Finely Stratified Rerandomization Designs
Max Cytrynbaum
TL;DR
The paper develops a theory for finely stratified rerandomization that combines tight pre-match grouping with within-group rerandomization to satisfy balance on nonlinear covariate features. It shows that such designs implement partially linear regression adjustment by design, yielding nonparametric control over stratification covariates and linear control over rerandomization covariates, and derives GMM-based asymptotics for both finite and superpopulation estimands. It introduces nonlinear rerandomization variants and proves their asymptotic equivalence to linear designs, then optimizes the acceptance region via a minimax criterion, potentially leveraging pilot data. The authors provide a framework for robust inference under stratified rerandomization, including variance bounds for finite-population parameters and ex-post adjustments that restore normality, with simulations and an Angrist 2013 application illustrating gains in estimating treatment-effect heterogeneity.

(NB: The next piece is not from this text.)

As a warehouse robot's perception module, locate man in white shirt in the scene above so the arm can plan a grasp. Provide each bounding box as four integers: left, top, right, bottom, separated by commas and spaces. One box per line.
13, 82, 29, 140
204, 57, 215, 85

Overall, the work expands the toolkit for causal inference under data-adaptive stratification, offering practical guidance on design choices and inference procedures that exploit both nonparametric balance and semiparametric efficiency.
Abstract
We study estimation and inference on causal parameters under finely stratified rerandomization designs, which use baseline covariates to match units into groups (e.g. matched pairs), then rerandomize within-group treatment assignments until a balance criterion is satisfied. We show that finely stratified rerandomization does partially linear regression adjustment by design, providing nonparametric control over the stratified covariates and linear control over the rerandomized covariates. We introduce several new forms of rerandomization, allowing for imbalance metrics based on nonlinear estimators, and proposing a minimax scheme that minimizes the computational cost of rerandomization subject to a bound on estimation error. While the asymptotic distribution of GMM estimators under stratified rerandomization is generically non-normal, we show how to restore asymptotic normality using ex-post linear adjustment tailored to the stratification. We derive new variance bounds that enable conservative inference on finite population causal parameters, and provide asymptotically exact inference on their superpopulation counterparts.